Types of Cervical Cancer
The type of cervical cancer is dependent on which cells have become affected:
- Squamous Cell Carcinoma (70-90% of cervical cancer cases) – the cells affected are the flat, skin-like cells that cover the outer surface of the cervix, known as squamous cells.
- Adenocarcinoma ( ≈ 10% of cervical cancer cases) – making up the majority of alternative cervical cancer types, adenocarcinoma affects the glandular cells in the passage between the cervix and the womb.
- Adenosquamous Carcinoma (a minority of cases) – this rare cervical cancer affects both the squamous and glandular cells of the cervix.
- Small Cell Cancer (very rare aggressive form of cervical cancer) – small cell cancer is the rarest of the four listed here and is more likely to spread quickly to other areas of the body, such as lymph nodes.
What Are The Symptoms?
- Abnormal vaginal bleeding (between periods, after intercourse)
- Increased vaginal discharge, especially with foul smell
- Heavy or long periods
- Painful intercourse
- Loss of appetite
- Weight loss
Do ALL Cervical Cell Changes Cause Cancer?
Sometimes cells can change but stop growing or acting abnormally, in which case there can be benign (non-cancerous) growths such as fibroids. These growths can also cause pre-cancerous growths, meaning they are acting abnormally but they are not cancerous yet.
What is a Pap Smear?
A Pap smear is a screening procedure involving the collection of a small sample of cells from your cervix.
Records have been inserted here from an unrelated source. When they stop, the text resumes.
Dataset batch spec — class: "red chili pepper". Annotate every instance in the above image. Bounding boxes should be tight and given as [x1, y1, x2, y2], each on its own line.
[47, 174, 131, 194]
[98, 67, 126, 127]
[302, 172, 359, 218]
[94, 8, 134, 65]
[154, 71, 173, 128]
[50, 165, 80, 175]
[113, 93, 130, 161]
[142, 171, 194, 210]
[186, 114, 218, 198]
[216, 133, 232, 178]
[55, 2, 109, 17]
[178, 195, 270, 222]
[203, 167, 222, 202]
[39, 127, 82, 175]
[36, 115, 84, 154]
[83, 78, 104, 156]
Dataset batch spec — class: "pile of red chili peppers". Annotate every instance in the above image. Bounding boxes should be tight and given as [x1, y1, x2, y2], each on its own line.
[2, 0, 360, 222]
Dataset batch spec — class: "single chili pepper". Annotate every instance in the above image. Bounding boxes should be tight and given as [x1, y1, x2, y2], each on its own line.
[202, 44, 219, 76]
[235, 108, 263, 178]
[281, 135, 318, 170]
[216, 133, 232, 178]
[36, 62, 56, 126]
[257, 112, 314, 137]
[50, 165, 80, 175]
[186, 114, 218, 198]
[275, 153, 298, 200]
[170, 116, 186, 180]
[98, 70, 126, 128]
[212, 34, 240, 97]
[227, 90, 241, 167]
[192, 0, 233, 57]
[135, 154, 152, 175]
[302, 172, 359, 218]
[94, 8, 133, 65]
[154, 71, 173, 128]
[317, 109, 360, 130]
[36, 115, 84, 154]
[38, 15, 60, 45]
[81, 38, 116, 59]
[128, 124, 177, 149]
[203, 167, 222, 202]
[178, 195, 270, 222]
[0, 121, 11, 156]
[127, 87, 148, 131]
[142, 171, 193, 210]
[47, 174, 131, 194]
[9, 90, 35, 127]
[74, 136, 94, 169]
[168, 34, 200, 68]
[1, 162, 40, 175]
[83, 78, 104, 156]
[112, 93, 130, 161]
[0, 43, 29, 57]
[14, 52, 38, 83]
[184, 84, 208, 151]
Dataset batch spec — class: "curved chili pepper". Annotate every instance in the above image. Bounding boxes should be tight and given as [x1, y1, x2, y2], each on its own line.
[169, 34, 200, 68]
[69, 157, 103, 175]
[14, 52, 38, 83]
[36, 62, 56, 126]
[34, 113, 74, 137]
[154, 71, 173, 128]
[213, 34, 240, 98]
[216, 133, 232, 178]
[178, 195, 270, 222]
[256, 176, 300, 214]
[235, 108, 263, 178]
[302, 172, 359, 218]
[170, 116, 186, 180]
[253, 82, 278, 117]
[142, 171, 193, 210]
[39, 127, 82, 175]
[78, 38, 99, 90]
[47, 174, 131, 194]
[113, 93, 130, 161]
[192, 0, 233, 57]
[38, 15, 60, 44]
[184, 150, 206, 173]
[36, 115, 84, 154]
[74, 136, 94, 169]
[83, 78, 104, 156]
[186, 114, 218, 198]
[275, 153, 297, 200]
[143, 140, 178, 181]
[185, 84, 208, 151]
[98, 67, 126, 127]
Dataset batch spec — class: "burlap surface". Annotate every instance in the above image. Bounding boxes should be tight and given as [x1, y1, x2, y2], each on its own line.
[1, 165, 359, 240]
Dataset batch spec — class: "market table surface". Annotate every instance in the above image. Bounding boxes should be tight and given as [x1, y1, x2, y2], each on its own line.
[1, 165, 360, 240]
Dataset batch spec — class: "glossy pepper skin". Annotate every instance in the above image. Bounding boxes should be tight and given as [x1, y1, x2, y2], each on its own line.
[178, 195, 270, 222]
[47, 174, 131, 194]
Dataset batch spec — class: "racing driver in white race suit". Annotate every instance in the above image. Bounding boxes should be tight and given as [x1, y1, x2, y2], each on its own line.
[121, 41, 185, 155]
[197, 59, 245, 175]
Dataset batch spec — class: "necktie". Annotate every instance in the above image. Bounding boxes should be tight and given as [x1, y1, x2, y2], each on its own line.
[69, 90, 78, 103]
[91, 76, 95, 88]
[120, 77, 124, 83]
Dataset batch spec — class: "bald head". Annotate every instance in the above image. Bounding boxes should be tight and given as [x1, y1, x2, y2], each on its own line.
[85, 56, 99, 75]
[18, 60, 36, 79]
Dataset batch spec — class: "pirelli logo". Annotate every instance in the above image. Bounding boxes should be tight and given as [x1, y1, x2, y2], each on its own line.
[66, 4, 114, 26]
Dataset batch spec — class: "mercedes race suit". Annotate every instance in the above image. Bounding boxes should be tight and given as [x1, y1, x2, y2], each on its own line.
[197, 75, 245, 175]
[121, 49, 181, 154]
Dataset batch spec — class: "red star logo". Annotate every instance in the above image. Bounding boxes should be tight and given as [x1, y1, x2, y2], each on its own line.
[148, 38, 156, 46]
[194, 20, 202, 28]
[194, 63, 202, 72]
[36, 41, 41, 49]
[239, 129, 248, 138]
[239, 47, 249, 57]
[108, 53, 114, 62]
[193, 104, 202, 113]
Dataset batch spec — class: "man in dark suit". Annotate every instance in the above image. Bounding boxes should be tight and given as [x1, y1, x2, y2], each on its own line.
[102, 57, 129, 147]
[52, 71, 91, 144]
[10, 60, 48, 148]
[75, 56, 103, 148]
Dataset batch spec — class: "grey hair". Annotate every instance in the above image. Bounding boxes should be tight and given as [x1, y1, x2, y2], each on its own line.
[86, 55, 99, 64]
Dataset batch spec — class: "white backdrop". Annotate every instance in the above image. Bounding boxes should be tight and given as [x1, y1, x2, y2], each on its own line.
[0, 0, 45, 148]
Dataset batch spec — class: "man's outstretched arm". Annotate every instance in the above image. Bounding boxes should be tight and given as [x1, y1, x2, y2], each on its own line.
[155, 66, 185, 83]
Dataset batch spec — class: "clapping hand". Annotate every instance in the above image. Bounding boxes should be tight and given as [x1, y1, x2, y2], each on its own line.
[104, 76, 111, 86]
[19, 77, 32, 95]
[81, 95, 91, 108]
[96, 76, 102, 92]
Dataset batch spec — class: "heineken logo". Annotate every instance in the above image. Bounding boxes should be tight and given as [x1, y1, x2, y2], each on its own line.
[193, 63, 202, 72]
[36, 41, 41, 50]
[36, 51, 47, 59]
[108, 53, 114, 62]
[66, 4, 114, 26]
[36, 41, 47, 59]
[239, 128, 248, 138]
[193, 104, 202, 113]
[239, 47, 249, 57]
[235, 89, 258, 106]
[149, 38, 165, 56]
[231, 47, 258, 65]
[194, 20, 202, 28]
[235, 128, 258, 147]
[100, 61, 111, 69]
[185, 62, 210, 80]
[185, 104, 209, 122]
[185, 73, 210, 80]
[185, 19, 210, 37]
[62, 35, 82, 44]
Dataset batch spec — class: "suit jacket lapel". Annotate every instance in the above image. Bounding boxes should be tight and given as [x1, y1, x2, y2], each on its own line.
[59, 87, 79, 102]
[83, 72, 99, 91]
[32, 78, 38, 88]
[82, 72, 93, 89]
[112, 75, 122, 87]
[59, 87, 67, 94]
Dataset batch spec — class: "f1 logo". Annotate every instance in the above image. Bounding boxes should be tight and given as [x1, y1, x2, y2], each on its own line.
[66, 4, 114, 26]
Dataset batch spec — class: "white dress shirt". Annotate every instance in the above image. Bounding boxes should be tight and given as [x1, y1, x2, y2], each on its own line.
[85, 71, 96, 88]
Your doctor will use a speculum inserted in your vagina and a small brush to collect a sample which is then sent off for testing.
Pap smears may be a little uncomfortable, but with proper technique, they should not be painful.
Why Get a Pap?
Prevention is key in cervical cancer.
Cervical cancer is a slowly developing form of the disease that can take years to become fully-fledged cancer.
For the most common form of cervical cancer – squamous cell carcinoma – the individual starts developing abnormal cells that then become more and more affected.
The levels of cell abnormality are graded by the terms CIN I, II, and III, ASC-US, LSIL and HSIL, before being classified as cancer. These terms may be confusing, but can simply be thought of as technical medical terms which help you and medical professionals understand at what stage of abnormality your cells have become.
It can take your body years to progress through these stages.
Regular pap smears allow for your healthcare provider to track the progression of abnormal cell growth to inform the optimal treatment plan.
How is HPV Related?
Human Papillomavirus is one of the most common viruses that affect the world population, being the most sexually transmitted infection in the United States.
The Center for Disease Control and Prevention estimates that almost every sexually active adult will get HPV at some point in their lifetime. It can be spread by skin to skin contact, most commonly through sexual activity.
In most cases, HPV is found to be the cause of cervical cells acting abnormally.
How does it become Cervical Cancer?
Not all HPV infections will cause cancer.
In fact, only a few out of the known 100+ strains of HPV can lead to cancer.
Most of the time, with a robust immune system, your body is able to clear these infections without any symptoms!
When we have a weakened immune system however, or when our bodies are invaded by a strong strain of HPV, cell proliferation – the rapid increase in abnormal cervical cells – can occur.
This can lead to cervical intraepithelial neoplasia (CIN), one of the grading systems mentioned before in this article, which over a number of years can lead to more abnormal cells and eventually cancer.